Jumat, 05/11/2010 09:00 WIB - Sayfa Auliya Achidsti

Peminat masalah sosial,
mahasiswa Jurusan Ilmu
Administrasi, FISIP, UGM Yogyakarta

Bulan Oktober tahun ini, tercatat beberapa bencana alam besar melanda Indonesia. Awal bulan, di bagian Indonesia timur, Wasior, banjir bandang menyapu dan mengakibatkan lebih dari 150 orang tewas, 150 hilang. Tanggal 25 Oktober, gempa 7,2 SR mengguncang Mentawai, Sumatra barat, yang menelan 112 jiwa. Keesokan harinya, menyusul wilayah Yogyakarta dengan keluarnya awan panas Gunung Merapi. Sehari kemudian, ditemukan 22 orang tewas dan belasan ribu orang lainnya terpuruk di barak pengungsian.

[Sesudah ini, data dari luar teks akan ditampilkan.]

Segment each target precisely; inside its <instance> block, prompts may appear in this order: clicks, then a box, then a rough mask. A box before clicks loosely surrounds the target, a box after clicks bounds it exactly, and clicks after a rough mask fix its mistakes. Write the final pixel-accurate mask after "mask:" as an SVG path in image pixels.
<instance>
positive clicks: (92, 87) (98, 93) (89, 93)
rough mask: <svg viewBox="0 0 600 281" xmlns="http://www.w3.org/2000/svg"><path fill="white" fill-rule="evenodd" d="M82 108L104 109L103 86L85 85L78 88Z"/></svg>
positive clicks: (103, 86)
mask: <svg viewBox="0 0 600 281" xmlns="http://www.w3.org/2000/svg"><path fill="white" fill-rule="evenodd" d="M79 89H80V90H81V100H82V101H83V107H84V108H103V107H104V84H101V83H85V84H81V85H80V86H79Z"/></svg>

Dengan lokasinya yang berada di wilayah pertemuan lempeng bumi dan jalur pegunungan api, Indonesia memang memiliki tingkat kemungkinan yang cukup tinggi akan timbulnya bencana alam. Jelas, hal ini dikarenakan kondisi tanah yang menjadi tidak stabil dalam siklus periodik tertentu. Secara teori, seluruh wilayah di Indonesia memiliki tingkat kemungkinan bencana cukup tinggi, kecuali untuk Kalimantan dengan lokasinya yang berada di dalam.

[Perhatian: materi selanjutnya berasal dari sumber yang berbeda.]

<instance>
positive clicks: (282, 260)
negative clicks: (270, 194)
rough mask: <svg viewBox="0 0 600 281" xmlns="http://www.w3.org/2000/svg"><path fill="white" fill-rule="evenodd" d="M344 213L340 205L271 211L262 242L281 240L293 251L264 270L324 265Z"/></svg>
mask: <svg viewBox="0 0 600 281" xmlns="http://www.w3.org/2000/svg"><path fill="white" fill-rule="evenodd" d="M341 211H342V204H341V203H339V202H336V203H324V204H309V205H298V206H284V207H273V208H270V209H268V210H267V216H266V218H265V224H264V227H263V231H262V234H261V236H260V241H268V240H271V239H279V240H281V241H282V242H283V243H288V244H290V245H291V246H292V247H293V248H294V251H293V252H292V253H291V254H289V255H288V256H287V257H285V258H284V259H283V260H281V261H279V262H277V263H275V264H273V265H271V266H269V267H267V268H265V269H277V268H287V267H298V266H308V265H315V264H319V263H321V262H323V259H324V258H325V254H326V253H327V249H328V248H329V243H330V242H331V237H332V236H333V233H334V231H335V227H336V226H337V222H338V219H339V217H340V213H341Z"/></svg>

Terbukanya akses teknologi informasi pada hari ini pun membuat masyarakat kita mudah untuk mengetahui hal apapun yang terjadi baik dalam skala lokal, nasional, maupun dunia. Begitu pula mengenai pemberitaan bencana, seperti yang baru-baru ini sedang terjadi. Dengan pemberitaan media massa yang menampilkan peristiwa tersebut, masyarakat di manapun dapat mengetahui dan meresponsnya. Namun, perkembangan teknologi informasi tersebut rupanya tidak berjalan searah seiring dengan perkembangan pola pikir masyarakat kita.
Faktor X
Dalam menanggapi bencana alam yang terjadi, blessing in disguise sering kali digunakan sebagai dasar cara pandang. Tidak jarang kita mendengar komentar dari pejabat terkait yang mengatakan bahwa bencana yang terjadi karena tidak stabilnya wilayah Indonesia, plus dengan isu perubahan iklim yang tengah menjadi tren saat ini.

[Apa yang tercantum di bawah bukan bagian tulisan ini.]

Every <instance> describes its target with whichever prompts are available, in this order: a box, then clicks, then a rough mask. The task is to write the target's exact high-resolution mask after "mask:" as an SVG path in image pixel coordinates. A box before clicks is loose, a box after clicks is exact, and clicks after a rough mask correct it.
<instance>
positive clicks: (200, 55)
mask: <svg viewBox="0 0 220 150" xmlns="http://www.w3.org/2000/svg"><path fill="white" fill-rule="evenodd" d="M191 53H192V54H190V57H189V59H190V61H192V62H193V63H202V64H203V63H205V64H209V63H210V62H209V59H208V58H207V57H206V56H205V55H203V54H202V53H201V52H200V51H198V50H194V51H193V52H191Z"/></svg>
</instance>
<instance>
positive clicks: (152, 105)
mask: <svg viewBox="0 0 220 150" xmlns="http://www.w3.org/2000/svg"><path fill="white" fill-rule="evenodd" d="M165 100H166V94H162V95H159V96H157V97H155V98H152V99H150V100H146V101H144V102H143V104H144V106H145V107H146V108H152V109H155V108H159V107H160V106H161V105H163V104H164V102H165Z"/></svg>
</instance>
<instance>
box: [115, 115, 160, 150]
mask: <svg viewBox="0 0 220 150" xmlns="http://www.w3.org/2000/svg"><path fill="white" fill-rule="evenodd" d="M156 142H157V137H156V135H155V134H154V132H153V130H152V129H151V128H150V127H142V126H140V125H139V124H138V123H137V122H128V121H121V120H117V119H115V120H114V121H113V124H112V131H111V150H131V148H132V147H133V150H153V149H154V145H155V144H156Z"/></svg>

Namun, mari kita menengok negara lain, Jepang misalnya. Hampir setiap pekan, badai mengisi hadir di sana. Begitu pula dengan gempa bumi yang tidak kalah dalam hal jumlah peristiwanya. Amerika dengan tornado dan kondisi cuacanya pun membuat setiap beberapa bulan wilayah ini tersapu oleh bencana alam tersebut. Namun, kita jelas melihat perbedaan antara negara-negara tersebut, dan negara kita ini.
Dengan persentase kemunculan bencana yang lebih tinggi dari pada Indonesia, negara-negara tersebut dapat mencegah jatuhnya korban seminimal mungkin. Bahkan bisa dikatakan sampai pada tingkatan zero victim atau tidak ada korban jiwa. Pemerintahnya telah merancang infrastruktur yang mampu beradaptasi dengan kondisi alam, di samping juga telah terbentuk pola tindakan tanggap bencana yang telah terinternalisasi dalam masing-masing warganya.
Blessing in disguise, yang menganggap segala sesuatu disebabkan oleh karena adanya “faktor X” yang menghendakinya, dalam kondisi menanggapi bencana alam semacam ini adalah tindakan yang jauh dari rasionalitas. Walaupun memang segala hal tidak bisa dilepaskan hubungannya dengan ketuhanan, namun hal ini menjadi tidak tepat dengan akibat melayangnya jiwa manusia.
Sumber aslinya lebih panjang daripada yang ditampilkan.